Again, there are times where it doesn’t make sense for a team to make a major investment in a star. If Machado and Harper had become free-agents after the 2015 season, when the Phillies had just begun a rebuild, it may not have been the best time for them to cash their chips in. After a postseason that turned into a public relations nightmare, it was fair to wonder how Machado would have fared in a media market like Philadelphia. Rodriguez dealt with multiple major scandals throughout his career, from rumors of an affair to performance-enhancing drug connections. When a player is making a record-setting amount of money, they are the face of the franchise and all their actions reflect on the organization that employs them. So it’s true, there are ways to talk yourself out of investing major money on individual star talents.
But in the big picture, teams are raking in as much money as they ever have. In January of 2014, the Phillies agreed to a 25-year extension with NBC Sports Philadelphia to televise their games worth $2.5 billion. Jeffrey Loria bought the Miami Marlins in 2002 for $158.5 million, and despite limited success and fan support during his time as owner, he sold the team for $1.2 billion in September of 2017. So while it’s understandable for the regular working-class person not to understand how a player could hold out for $350 million if they have an offer for $275 million on the table, Rodriguez believes that scapegoating players for trying to maximize their earning potential is a way of allowing owners to run out the back door with the money they’ve made off of said players.

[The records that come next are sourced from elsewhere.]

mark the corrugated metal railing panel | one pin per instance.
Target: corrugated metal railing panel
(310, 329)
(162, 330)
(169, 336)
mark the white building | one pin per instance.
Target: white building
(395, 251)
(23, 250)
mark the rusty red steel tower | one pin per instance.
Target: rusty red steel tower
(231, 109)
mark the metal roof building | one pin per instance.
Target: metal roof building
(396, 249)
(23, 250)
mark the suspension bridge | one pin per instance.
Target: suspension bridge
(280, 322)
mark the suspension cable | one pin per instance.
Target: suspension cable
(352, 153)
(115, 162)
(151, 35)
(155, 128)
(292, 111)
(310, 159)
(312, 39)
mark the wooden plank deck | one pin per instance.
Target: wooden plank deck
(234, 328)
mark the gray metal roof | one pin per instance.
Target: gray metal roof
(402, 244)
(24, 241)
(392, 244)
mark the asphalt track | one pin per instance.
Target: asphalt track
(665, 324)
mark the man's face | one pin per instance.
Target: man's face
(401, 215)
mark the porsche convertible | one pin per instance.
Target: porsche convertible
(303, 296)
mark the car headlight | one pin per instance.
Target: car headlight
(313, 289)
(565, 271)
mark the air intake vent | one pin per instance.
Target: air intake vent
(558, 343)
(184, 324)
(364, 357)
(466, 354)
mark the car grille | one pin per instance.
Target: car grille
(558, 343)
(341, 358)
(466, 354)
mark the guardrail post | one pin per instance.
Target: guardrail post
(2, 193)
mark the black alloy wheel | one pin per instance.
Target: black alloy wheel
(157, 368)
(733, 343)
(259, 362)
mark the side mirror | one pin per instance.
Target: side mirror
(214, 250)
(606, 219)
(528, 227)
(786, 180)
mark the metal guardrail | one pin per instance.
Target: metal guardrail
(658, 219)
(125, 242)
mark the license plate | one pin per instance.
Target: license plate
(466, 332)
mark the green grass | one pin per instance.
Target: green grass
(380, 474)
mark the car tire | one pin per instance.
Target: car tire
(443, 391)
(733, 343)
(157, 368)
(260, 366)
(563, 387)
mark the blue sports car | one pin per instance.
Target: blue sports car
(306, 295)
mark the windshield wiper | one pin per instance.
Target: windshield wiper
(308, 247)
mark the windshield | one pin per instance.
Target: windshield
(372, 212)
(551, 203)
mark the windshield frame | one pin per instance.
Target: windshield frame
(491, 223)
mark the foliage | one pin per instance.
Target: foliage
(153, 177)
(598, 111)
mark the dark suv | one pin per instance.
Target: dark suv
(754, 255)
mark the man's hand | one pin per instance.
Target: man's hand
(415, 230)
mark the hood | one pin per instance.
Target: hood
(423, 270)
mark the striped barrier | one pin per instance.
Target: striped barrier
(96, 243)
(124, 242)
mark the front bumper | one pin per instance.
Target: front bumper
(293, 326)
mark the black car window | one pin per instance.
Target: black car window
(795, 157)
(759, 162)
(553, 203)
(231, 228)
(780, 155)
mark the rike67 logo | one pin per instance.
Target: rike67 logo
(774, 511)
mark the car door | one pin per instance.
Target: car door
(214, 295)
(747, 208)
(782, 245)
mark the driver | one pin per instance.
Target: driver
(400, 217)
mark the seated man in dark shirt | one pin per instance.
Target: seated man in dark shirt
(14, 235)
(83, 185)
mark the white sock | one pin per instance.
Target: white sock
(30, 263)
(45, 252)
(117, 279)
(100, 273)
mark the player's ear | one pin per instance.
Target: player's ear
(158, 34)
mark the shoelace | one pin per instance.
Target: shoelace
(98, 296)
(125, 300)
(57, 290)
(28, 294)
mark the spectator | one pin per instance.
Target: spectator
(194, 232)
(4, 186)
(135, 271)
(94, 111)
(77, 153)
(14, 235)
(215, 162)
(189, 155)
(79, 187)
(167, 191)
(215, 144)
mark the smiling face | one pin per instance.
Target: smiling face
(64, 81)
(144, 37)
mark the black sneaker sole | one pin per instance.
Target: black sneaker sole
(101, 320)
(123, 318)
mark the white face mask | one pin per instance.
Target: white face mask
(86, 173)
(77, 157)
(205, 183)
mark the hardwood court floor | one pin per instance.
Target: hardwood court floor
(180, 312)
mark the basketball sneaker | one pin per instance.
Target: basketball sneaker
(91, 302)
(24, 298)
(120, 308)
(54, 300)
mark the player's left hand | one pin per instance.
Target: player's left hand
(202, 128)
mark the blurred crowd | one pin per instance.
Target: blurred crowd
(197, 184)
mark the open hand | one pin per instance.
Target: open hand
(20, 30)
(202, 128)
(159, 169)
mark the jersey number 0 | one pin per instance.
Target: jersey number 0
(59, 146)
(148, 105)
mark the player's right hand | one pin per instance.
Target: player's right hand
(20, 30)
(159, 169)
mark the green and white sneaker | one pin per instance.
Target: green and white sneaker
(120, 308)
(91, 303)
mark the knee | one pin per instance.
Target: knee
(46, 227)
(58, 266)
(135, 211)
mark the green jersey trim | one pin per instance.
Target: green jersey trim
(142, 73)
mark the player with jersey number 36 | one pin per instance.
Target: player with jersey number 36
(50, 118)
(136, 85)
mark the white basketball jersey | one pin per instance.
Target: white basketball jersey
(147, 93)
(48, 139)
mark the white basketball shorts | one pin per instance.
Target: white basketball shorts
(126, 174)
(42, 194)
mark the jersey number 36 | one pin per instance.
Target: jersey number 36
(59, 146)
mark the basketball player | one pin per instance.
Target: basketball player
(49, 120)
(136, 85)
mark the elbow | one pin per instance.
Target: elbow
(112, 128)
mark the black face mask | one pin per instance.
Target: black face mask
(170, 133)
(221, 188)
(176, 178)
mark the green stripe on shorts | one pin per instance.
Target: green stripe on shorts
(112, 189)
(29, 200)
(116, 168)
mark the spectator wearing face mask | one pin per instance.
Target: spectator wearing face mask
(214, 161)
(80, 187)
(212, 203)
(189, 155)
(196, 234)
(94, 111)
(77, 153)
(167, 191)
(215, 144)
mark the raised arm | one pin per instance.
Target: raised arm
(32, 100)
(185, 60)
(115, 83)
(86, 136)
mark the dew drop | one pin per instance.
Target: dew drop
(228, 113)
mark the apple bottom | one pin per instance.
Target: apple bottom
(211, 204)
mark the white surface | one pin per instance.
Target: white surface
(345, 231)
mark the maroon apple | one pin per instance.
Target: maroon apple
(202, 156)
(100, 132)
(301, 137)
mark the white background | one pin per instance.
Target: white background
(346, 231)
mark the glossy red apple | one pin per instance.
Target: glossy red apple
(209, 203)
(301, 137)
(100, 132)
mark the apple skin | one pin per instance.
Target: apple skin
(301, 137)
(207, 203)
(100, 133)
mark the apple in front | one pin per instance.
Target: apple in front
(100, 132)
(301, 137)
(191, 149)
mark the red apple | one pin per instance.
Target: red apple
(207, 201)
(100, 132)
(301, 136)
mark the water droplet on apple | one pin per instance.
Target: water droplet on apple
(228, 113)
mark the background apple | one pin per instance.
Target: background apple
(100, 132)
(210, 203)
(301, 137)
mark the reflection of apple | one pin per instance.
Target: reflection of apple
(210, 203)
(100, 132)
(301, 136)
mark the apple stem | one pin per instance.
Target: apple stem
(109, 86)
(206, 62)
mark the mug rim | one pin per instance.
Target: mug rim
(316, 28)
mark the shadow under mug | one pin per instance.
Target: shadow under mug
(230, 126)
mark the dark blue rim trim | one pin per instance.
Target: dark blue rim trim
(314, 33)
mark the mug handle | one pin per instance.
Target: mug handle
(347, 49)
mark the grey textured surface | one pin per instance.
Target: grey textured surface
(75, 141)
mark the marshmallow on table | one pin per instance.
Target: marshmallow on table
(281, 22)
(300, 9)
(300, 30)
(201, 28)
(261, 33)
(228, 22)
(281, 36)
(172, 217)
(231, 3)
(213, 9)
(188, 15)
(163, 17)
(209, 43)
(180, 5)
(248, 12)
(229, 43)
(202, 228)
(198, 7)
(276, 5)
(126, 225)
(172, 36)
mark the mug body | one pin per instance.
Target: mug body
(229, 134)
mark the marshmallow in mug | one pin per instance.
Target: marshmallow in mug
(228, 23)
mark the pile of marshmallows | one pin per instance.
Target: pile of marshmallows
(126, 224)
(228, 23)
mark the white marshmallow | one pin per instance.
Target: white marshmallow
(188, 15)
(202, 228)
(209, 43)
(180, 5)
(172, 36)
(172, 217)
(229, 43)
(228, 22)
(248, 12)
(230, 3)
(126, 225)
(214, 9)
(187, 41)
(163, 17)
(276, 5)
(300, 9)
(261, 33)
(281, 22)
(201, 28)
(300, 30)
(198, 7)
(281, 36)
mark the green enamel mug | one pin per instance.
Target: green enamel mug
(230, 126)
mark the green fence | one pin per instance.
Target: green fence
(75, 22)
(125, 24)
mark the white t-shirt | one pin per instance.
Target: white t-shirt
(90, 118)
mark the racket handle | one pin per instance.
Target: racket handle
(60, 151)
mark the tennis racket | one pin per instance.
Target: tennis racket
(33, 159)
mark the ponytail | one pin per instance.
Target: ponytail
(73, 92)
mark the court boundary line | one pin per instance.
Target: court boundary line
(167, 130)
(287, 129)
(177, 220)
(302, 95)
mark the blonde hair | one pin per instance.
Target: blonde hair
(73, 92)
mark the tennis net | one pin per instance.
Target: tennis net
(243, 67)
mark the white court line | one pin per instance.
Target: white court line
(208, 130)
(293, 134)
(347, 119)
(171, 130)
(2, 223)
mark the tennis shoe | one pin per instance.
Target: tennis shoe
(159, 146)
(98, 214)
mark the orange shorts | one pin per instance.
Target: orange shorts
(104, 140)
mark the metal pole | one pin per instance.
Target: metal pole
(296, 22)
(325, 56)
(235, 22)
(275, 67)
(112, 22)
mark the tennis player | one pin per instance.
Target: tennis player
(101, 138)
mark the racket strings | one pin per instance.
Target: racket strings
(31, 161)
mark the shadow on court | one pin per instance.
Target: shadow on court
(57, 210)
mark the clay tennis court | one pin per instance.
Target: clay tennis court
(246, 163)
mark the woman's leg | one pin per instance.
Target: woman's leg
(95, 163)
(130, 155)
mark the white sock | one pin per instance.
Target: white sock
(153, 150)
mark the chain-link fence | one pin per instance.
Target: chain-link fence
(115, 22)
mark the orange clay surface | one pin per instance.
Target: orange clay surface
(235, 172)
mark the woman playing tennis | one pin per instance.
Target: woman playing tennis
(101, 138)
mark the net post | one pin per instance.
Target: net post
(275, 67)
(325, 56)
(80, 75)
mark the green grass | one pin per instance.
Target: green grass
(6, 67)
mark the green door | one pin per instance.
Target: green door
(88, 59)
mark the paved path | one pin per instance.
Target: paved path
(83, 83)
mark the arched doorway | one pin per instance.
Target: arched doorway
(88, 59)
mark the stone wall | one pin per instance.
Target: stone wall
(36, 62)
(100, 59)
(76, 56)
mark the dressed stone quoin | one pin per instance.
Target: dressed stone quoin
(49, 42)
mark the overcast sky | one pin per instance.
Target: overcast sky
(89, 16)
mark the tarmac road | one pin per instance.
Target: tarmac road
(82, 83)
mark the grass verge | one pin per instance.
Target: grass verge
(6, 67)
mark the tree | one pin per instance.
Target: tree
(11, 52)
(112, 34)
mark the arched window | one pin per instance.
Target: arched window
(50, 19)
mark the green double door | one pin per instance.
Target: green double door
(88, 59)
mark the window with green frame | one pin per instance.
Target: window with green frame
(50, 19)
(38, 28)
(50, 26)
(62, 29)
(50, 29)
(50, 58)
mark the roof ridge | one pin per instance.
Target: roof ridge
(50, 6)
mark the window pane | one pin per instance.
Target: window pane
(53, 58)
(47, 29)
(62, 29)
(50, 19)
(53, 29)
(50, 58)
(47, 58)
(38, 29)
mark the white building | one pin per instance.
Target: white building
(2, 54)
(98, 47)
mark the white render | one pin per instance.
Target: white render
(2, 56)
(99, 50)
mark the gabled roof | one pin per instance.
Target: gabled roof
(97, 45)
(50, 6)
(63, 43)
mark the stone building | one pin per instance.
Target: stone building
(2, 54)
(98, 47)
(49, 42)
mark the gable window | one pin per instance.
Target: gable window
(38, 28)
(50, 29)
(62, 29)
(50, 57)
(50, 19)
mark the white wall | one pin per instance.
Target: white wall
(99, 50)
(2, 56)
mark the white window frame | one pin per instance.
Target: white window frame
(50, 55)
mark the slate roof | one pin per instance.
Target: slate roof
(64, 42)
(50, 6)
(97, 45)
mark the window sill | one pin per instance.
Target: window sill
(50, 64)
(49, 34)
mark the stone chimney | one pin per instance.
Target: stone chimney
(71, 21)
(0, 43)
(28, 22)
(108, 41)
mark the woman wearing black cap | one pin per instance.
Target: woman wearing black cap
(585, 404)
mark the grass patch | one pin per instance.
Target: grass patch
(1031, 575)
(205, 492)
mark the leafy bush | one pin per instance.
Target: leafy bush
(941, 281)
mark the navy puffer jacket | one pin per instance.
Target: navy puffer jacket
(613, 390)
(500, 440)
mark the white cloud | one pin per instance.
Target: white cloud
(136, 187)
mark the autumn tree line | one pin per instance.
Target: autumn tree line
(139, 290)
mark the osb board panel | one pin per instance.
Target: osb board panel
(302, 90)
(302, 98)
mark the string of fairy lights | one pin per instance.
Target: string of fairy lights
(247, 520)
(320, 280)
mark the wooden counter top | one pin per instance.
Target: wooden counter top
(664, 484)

“You know, it’s funny, people scream and shout when a player signs for $300 million, but when the Los Angeles Dodgers trade [are sold] for more than $2 billion, or the Marlins trade [are sold] for more than a billion, nobody says anything,” Rodriguez continued. “It should be more democratic. And if the industry has gone from more than a billion to $10 billion, it’s good for it to be spread around and for players to get paid in a big way.”
Machado ultimately signed what is currently the largest contract in North American sports history, something that didn’t seem overly likely at times this offseason. If Harper signs with the Phillies, he seems likely to take that title from Machado. But it took until February for Machado to sign, and Harper is still a free-agent as we approach March. Both Machado and Harper are 26 and have a combined 10 All-Star Game appearances. The system that allows them to be free-agents this deep into the offseason is flawed, at the very least.
That says nothing of Dallas Keuchel, who FanGraphs says was worth $47.2 million in terms of fWAR in 2015, when he won the American League Cy Young Award. He, like Jake Arrieta last offseason, is a free-agent into Spring Training because he didn’t become a free-agent until his early 30s, a few seasons after he peaked. In the minds of some that may just be how the cookie crumbles, but both of these starters won Cy Young Awards and World Series titles, and their thought is that the MLB’s arbitration system probably kept them from maximizing their earnings at that time. If that isn’t made up for when they become free-agents, perhaps it’s time to make adjustments to the idea that a player can’t become a free-agent until after he’s spent six seasons in the league.
There is something disheartening about discussing the finances of baseball during Spring Training, as opposed to actual on-field baseball matters. But it’s unavoidable. So too are major changes to how baseball deals with paying players. The MLB’s current collective bargaining agreement expires at the conclusion of the 2021 season, and it won’t be lost on players that it took 18 years to get from Rodriguez’s $252 million over 10 years to Machado’s $300 million over 10 years while the value of teams across the sport has exploded over the same period.